【ロサンゼルス発】「クリスマスにワールドシリーズを開催しよう」。すご腕代理人のスコット・ボラス氏のこんな爆弾提案をロサンゼルス・タイムズ紙(電子版)が25日(日本時間26日)に報じた。

 ボラス氏はこのオフのFA市場の“主役”だった。昨季のア・リーグ奪三振王右腕のコールを投手史上最高額の9年3億2400万ドル(約356億円)でヤンキース入りさせ、昨季のナ・リーグ最多勝右腕のストラスバーグはナショナルズと7年2億4500万ドル(約270億円)で再契約するなど、まとめた契約が総額10億ドル(約1100億円)を超えた。

 同電子版はボラス氏が、コロナ禍により開幕延期中のメジャーが再開した時のスケジュール案として「6月1日(同2日)開幕で162試合、7月1日(同2日)開幕で144試合、ともにポストシーズンは12月開催」を米大リーグ機構(MLB)に提出したと明かした。

「どこにも行けないから、ちょうどいいプロジェクト」とのことだが、ボラス氏の提案によれば、ポストシーズンは12月3(同4日)~26日(同27日)に設定されており、ワールドシリーズ第6戦はクリスマスの日に行われる。

「全て計算したんだ、気温なども全部調べて。カリフォルニア南部の12月の気温は華氏67度(摂氏約19度)で、割とどの都市の3月下旬や4月上旬よりも暖かい。ポストシーズンで使えるスタジアムは11ある」

 ポストシーズンは休養日はなく、温暖な都市かドーム球場で開催するとし、ロサンゼルス、アナハイム、サンディエゴ、マイアミ、シアトル、アリゾナ、トロント、ヒューストン、ミルウォーキー、セントピーターズバーグ、アーリントンを挙げた。

 ポストシーズンに進んだチームが本拠地で戦えない可能性もあるが、ボラス氏はこれまでニュートラル・サイト(中立地)でのワールドシリーズ(オールスター戦やNFLのスーパーボウルのように都市を事前に決める形)を提唱していた。事前計画が立てやすく、協賛なども取りやすいとのメリットを挙げた。

 ボラス氏は「私が話している選手らは、できればシーズン全日程をこなしたいと話していて、実際にそれが可能であることを論理的にMLBに伝えようとしているんだ。これまでのプレーオフ開催と違うだけで、場所はある」と訴えた。

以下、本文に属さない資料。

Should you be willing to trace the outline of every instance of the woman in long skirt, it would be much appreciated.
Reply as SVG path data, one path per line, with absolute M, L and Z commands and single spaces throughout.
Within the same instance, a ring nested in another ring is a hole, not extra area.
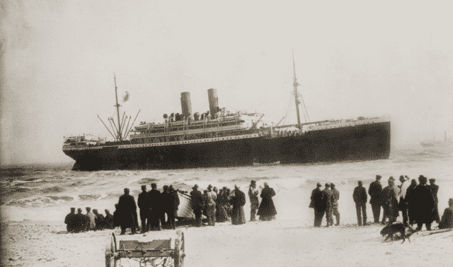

 10、11月にプレーするには、都市によっては寒さが厳しいところもあるが、それらの都市での試合は前半に組み、寒い時期は最小限にするという。また、7月1日開幕となると十数試合はダブルヘッダーが必要になるが、選手登録枠を26人から30人に拡大するなどで対応可能だとした。

 米スポーツ専門局ESPNは25日にMLBと選手会は今季の162試合消化は困難と認識、ポストシーズンの11月開催、週2度までのダブルヘッダー開催などを協議していると報じた。ボラス氏の提案は受け入れられるか…。